Review Summary: A blissful 7 minutes of pure and unrefined old-school hardcore.
Sometimes, the basics are where it's at, and no one knows this better than hardcore bands. Instead of making hour-plus albums of instrumental indulgence and abstract song structures, they make 20-minute full-lengths of short, to-the-point slices of frenetic intensity. A lot of the hardcore out there is near as stripped-down as you can get, but Veins has flipped this notion on its head and made Infest's last look like a Dream Theater album.
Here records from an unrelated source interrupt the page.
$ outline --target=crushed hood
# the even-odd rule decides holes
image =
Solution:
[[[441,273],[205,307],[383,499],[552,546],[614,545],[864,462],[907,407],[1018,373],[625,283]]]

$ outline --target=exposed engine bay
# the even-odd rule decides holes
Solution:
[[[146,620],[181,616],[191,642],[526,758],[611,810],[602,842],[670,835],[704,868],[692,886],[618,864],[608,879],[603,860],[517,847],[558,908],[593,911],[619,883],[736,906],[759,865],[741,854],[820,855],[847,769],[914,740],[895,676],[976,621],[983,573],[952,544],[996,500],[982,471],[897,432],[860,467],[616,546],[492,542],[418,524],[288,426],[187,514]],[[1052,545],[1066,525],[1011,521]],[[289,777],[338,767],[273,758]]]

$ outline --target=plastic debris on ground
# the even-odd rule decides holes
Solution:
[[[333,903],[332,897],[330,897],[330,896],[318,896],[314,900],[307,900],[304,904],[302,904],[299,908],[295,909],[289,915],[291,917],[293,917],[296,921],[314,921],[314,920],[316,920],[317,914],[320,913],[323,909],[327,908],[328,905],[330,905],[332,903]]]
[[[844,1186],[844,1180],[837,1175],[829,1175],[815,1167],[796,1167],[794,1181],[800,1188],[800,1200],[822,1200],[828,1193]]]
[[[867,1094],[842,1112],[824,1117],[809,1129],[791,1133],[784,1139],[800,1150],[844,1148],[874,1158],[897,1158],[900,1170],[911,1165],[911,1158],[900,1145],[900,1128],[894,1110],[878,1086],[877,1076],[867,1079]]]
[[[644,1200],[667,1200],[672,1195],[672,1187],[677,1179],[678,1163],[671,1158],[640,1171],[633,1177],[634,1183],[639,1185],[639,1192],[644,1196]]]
Basically, what you see here is what you get. This obscure little demo has seven tracks that have a total duration of seven minutes, with the longest here being barely over two minutes. Veins are not going to give you any bullcrap. Each and every second of those seven minutes are spent bashing you over the head with old-school hardcore punk: the band never relents. The vocals are punky, monotonous yells that are more reminiscent of Infest or Discharge than they are of modern, heavier hardcore acts such as Defeater or Kerouac. The guitars, bass, and drums have that garage band feel, but are never so abrasive as to detract from the album. The riffs are just as stripped-down as everything else on here: they are fast, mean, short, and fierce. The bass is barely audible, and the drums are just as chaotic as everything else here.
Overall,
Veins doesn't take much to get into. It's short and catchy, and as such it never grows tedious. It's about as good as a seven-minute hardcore demo can get, and is a must-have for anyone who likes the genre and has too short of an attention span to sit through an
entire half-hour Defeater album. Veins get major kudos for how deprived of any and all needless bullcrap their debut is, and this proves that, if not anything else, they are certainly a band to look out for in the future.